In terms of who could wear this scent, for us it felt that it leaned towards the more masculine side of the spectrum. Perhaps this would be a good choice of scent for someone who wanted to smell a little on the masculine side, but without resorting to being too obvious about it. Ciel Immobile feels like a more unusual choice, but an impactful one nevertheless.
Ciel Immobile is the sort of fragrance that would wear best on bright, warm days. We were a little concerned that the full heat might kill it too quickly, but on warm Spring days it does very well indeed, keeping you cool and fresh but also provoking a little anticipation for even more heat.

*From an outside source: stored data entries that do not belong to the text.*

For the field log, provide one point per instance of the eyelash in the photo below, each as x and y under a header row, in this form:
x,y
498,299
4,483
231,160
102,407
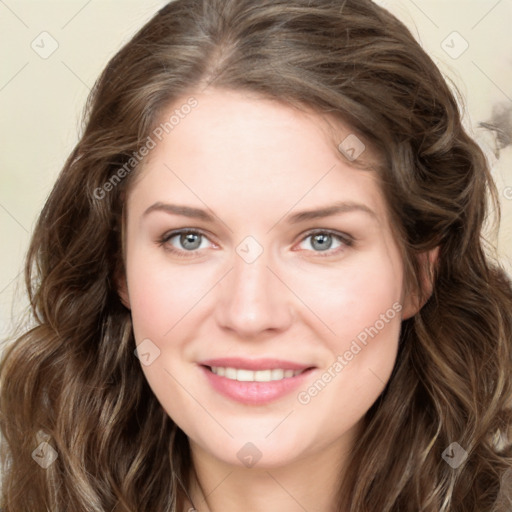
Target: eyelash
x,y
345,239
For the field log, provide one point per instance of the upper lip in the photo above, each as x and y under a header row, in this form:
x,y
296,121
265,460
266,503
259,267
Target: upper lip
x,y
255,364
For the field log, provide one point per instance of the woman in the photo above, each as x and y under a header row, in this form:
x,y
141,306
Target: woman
x,y
259,282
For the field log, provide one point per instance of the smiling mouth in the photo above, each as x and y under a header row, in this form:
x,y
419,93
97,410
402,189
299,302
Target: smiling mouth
x,y
243,375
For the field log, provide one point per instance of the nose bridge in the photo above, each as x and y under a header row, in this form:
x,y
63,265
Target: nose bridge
x,y
252,299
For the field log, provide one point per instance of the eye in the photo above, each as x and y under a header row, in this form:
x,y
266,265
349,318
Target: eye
x,y
327,242
184,240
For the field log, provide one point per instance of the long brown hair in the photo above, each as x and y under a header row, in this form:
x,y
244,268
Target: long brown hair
x,y
72,384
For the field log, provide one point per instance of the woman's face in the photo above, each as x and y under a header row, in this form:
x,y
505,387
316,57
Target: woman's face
x,y
255,249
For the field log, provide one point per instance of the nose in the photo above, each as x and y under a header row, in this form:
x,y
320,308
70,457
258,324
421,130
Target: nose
x,y
252,301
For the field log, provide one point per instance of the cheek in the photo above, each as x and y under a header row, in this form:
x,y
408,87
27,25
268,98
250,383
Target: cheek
x,y
353,296
162,294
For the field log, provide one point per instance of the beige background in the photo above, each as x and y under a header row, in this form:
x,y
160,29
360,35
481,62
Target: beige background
x,y
42,96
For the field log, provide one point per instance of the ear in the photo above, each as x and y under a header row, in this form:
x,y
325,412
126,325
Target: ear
x,y
122,289
414,301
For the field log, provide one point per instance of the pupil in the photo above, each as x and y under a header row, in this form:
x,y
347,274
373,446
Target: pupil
x,y
190,240
322,242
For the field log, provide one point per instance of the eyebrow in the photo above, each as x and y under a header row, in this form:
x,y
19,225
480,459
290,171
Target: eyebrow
x,y
320,213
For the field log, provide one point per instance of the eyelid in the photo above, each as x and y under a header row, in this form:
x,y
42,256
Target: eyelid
x,y
346,239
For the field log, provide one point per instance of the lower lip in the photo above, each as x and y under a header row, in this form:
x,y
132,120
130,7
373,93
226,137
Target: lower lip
x,y
255,393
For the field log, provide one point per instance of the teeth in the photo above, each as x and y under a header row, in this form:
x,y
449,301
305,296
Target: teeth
x,y
254,376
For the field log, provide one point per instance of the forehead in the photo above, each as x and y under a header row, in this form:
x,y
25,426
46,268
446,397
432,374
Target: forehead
x,y
235,147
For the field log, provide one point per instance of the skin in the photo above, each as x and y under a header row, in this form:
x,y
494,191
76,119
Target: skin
x,y
252,163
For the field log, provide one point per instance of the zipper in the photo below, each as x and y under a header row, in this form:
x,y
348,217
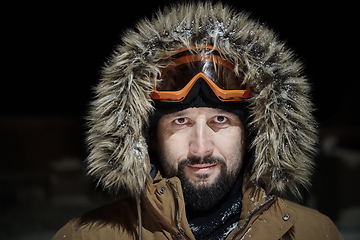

Phaedon are a standing favourite here at The Sniff. They’re a French brand which is often overlooked but which turn out cracking fragrances at fair prices. Phaedon are operated by Pierre Guillaume, master perfumer and head of his own, eponymous brand, and they’re definitely a line to check out if you want quality craftsmanship and class without showy and gaudy trappings.
We have previously reviewed Cendres de The (soft and refreshing tea), Hesperys (aromatic, watery herbs), Ilanguara (ylang and almond blossom), L’eau de Phaedon (beautiful aquatic jasmine), Pure Azure (honeyed orange blossom), and Pluie de Soleil (summery fruity floral).
Ciel Immobile is available from Bloom Perfumery London, where it is priced at £125 for 100ml EdP. It is also available from the Phaedon web boutique at a cost of €95 for 50ml or €145 for 100ml EdP.
We were very kindly given a sample of Ciel Immobile by the Phaedon brand when we visited their stand at Esxence in 2019. Thank you to them for their generosity.